Document Actions

The first AIDS Histories And Cultures Festival will come to London in July 2018

Convened by the Raphael Samuel History Centre at Birkbeck and Queen Mary University of London, along with Ash Kotak, the festival will explore the histories and cultures of HIV/AIDS from the 1980s to the present day.

How has AIDS been experienced, represented, and remembered throughout modern history?

Throughout July, over twenty events will be taking place across London as part of the first AIDS Histories And Cultures Festival, including workshops, film screenings, talks, parties, music, poetry and performance. The festival will explore some of the histories and cultures of HIV/AIDS from the 1980s to the present day, with many events free to attend.

Highlights of the month-long festival will include: a screening of film After Louie, starring Alan Cumming, followed by a Q&A with director Vincent Gagliostro; the HIVe Memories walking tour in East London; an exploration of AIDS Histories and Cultures in the London Metropolitan Archives; and Positive Voices, a talk from two people living with HIV, Rebecca Tallon-De Havilland and Jonathan Blake, who was part of Lesbians and Gays Support the Miners (LGSM) and was portrayed by Dominic West in 2014 film Pride.

Dr Janet Weston, one of the organisers of the festival, said: “The crisis prompted by the emergence of AIDS in the 1980s is starting to recede from popular memory, but historians are beginning to engage with the subject; new art, exhibitions, and documentaries are reflecting back on the life and politics of HIV/AIDS; and activism has been given new energy by the arrival of Pre- and Post-Exposure Prophylaxis (PrEP) and the U=U campaign (Undetectable=Untransmittable).

“The lives of many of those living with HIV/AIDS have been transformed by medical advances, especially over the last 20-odd years, but even so, inequalities, ignorance, and stigma remain and are often shaped and informed by the early days of the epidemic.
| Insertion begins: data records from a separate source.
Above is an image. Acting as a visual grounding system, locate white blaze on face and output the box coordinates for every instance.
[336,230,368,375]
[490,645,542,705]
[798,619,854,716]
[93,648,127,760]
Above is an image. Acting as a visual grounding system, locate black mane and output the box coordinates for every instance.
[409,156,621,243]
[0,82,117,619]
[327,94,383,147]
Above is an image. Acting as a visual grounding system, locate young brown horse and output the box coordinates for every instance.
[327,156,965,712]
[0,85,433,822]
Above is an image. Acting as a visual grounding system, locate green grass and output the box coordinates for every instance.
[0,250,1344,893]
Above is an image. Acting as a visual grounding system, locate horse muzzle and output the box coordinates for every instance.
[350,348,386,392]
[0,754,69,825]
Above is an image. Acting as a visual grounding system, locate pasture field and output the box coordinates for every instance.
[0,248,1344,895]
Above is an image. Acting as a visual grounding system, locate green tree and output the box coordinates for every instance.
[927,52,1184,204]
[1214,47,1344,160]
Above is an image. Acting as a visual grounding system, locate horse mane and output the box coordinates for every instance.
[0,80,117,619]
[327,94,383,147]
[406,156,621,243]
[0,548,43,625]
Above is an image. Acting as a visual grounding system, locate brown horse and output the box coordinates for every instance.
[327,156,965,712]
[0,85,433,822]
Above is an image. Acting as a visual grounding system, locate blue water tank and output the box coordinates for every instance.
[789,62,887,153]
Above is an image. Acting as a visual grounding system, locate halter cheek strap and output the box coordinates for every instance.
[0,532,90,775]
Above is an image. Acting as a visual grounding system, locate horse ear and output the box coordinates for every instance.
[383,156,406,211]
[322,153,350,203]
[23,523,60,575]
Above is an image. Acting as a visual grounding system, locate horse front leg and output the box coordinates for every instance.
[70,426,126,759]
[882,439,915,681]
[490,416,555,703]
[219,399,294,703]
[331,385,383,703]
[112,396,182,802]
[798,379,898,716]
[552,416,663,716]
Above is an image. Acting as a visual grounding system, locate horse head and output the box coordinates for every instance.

We hope you’ll join us for this important festival as we connect past and present, history and the arts, drawing together heritage, academic, charitable, and cultural organisations to explore memories and experiences of HIV/AIDS, then and now.”

The festival has been convened by the Raphael Samuel History Centre, with many events curated by Ash Kotak at Aesthesia. The RSHC is an outreach and research centre supported by Birkbeck and Queen Mary, University of London, dedicated to exploring public, interdisciplinary, and experimental history across periods and regions. Named after the historian Raphael Samuel, the Centre also maintains an interest in London history and history from below.